Tony DeMeo

Question and Answer with Fred Goldsmith

Question and Answer with Fred Goldsmith
One of the most difficult tasks in coaching is turning around a losing football program. In basketball one great player can be the difference; in baseball a couple of pitchers can make a cellar dweller into a contender but in football you need to revamp your roster and restore the right attitude. Fred Goldsmith has been the Head football coach at three traditional “have-nots” and been an assistant coach at schools that were in the turnaround process. This gives Fred tremendous insight about what it takes to go into a difficult situation and turn the program into a winner.
As an assistant coach he helped Ken Hatfield turn around the Air Force Academy program and the followed Ken to Arkansas to turn the Razorbacks into Southwest Conference Champs He also was the Defensive Coordinator for Rudy Hubbard at Florida A & M and they had success returning that storied program back to the glory days of Jake Gaither.
As a Head Coach Fred did the impossible and turned around the Rice football program, even Uncle Ben couldn’t win at Rice. Fred went 23-21 in five seasons in Houston including a second place conference finish.
Goldsmith’s next stop was Duke and in year one turned in an 8-4 record and he won the Bobby Dodd Award for National Coach of the Year.
His last stop was Lenoir Rhyne, a DII school in North Carolina with not much of a winning tradition and in his fourth season posted a 7-4 record.
Tony: Who were the biggest influences in your coaching career?
Fred: First would be Joe Paterno. I hung around the program in 1968 and 1969, two undefeated seasons so I really got to see what a great program looked like. Then came Rudy Hubbard at Florida A & M. Rudy was a Woody Hayes disciple and was relentless about fundamentals. He also had a great work ethic that spread throughout the staff. He always wanted the staff to be growing and improving so he brought in coaches to clinic with us. He also made the players recite poetry so they would speak better in public. Rudy Hubbard really cared about the total education of a player. Doug Dickey from the University of Florida was an influence because he involved the coaches’ families with the players. He really preached a family atmosphere. And of course Ken Hatfield was a big influence. He was a master of overcoming adversity. His philosophy was you either have to do things better or do things different. At Air Force we didn’t have better players than our opponents so we did things different and installed the Wishbone and turned that program around. That was a great experience.
Tony: I have used that same philosophy throughout my career after hearing Coach Hatfield speak at a clinic. What’s your overall philosophy of coaching football?
Fred: The most important thing is to enjoy coaching. Recruit kids you enjoy being around. When coaches and players enjoy each other’s company it becomes a lot of fun and you succeed together. I think it’s important that football is fun.
Tony: What advice do you have for coaches at “have-not” situations?
Fred: Do it different or do it better. Coach Hatfield believed in either scoring 40 points or 40 minutes of possession. We ran the Wishbone to accomplish this. When I went to Rice, I hired assistants that could recruit Texas so we could get better players. Then we installed Dennis Erickson’s Offense which was based on high percentage, low risk passes. We controlled the ball with the quick passing game. The hitch was a run to us. This was the same offense Erickson used later at Miami won a National championship. Then we comprised a defense with a unique blitz package. So teams had to prepare for a unique offense and a unique defense in the same week. We did the same thing at Duke. Our blitz package gave people fits and we had a great scheme against the Zone Read scheme.
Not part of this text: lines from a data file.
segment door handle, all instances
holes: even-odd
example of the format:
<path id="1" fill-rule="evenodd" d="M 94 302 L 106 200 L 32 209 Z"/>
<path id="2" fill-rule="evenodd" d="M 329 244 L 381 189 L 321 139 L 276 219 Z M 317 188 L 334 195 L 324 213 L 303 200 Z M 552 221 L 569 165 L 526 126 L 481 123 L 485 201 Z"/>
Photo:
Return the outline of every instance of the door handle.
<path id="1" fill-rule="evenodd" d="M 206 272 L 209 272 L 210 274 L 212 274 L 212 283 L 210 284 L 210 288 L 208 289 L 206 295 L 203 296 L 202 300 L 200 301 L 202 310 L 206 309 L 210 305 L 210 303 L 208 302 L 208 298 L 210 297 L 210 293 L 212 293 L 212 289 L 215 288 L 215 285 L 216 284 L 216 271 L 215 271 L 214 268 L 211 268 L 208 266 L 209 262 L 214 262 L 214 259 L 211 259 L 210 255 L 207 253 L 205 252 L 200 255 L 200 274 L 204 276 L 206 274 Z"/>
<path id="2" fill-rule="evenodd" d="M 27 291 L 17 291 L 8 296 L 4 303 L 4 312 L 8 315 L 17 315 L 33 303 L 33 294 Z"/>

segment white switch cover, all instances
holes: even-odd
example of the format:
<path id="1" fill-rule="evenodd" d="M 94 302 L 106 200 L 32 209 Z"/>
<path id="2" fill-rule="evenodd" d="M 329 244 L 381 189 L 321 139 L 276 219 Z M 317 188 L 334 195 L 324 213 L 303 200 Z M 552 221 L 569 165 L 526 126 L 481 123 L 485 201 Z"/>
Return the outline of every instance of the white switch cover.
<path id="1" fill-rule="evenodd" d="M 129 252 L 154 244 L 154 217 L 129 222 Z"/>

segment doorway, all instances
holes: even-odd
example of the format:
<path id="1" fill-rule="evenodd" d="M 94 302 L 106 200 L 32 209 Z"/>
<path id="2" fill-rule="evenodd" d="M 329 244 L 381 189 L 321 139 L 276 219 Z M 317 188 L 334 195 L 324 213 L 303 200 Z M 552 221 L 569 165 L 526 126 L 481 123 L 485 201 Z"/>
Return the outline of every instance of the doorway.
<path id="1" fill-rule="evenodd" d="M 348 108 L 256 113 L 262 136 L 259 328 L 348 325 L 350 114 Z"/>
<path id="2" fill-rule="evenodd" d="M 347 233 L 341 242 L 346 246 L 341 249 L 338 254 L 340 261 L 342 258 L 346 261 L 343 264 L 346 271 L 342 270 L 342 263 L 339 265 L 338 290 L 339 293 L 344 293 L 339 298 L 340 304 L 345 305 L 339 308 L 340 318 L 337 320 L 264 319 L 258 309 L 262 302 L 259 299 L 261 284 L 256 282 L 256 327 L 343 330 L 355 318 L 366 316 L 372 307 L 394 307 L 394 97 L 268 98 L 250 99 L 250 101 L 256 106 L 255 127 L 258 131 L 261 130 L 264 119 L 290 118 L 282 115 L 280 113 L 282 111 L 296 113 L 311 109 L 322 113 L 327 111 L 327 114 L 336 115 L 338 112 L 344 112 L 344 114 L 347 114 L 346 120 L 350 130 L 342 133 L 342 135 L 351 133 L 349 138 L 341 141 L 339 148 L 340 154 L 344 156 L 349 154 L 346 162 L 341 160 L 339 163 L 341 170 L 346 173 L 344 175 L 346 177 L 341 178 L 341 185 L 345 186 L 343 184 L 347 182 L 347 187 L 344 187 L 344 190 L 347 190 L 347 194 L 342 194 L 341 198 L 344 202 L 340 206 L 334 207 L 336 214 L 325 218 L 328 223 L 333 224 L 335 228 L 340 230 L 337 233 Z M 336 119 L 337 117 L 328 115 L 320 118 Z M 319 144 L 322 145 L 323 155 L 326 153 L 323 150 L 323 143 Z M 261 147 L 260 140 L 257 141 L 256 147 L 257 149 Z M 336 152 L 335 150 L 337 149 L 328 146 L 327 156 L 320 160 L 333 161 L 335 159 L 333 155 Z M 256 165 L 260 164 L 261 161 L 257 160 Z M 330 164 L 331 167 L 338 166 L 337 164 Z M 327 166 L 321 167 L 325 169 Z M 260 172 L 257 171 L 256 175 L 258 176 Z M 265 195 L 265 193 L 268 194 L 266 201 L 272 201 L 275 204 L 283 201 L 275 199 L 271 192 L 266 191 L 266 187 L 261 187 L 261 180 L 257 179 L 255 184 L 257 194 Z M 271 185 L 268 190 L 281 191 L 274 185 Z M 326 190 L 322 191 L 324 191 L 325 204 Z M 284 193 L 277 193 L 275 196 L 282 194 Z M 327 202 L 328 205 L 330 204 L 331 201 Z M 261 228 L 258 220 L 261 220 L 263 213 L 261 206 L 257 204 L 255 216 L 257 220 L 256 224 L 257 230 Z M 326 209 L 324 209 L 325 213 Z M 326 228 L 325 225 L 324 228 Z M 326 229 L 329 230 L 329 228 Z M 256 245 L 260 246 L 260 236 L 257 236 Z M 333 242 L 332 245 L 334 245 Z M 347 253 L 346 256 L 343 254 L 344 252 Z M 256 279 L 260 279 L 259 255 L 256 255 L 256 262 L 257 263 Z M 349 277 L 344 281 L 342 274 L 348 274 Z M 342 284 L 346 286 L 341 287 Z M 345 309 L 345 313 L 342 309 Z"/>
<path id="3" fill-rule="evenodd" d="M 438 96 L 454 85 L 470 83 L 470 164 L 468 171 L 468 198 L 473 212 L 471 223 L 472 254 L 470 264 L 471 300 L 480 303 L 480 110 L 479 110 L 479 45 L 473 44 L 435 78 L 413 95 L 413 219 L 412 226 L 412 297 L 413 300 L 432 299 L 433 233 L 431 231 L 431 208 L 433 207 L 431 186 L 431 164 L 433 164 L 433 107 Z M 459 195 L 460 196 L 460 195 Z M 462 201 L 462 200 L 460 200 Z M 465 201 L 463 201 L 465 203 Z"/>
Tony: What about the option?
Fred: We installed the Flexbone at Lenoir Rhyne after the first year and it made all the difference. In our last season we went 7-4, their best season in many years and the triple option was one of the main reasons. It kept our defense off the field and we had a good year. On defense we used the philosophy of “make ‘em win the way they don’t want to” –in other words take away what they like to do and make them do what they don’t want to do. So if I’m facing a Wishbone team I’m going to make them beat us throwing the football. They will not run the ball up and down the field.
Tony: Last question; what are the three things that you feel are important to winning football games?
Fred: The first thing is you have to run the ball to control the clock. Controlling the clock protects your defense. The second thing is to prevent the big play on defense. The third thing is to win the turnover margin. When we had our 8-4 year at Duke we were second in the nation in turnover margin. When Northwestern under Gary Barnett had that big season when they won the Big Ten and went to the Rose Bowl, the led the nation in turnover margin. If you don’t hang on to the ball and get some take-aways you’re in trouble. Those are the three things I think you have to do to win.
Tony: Coach, thanks so much for you insights and your time.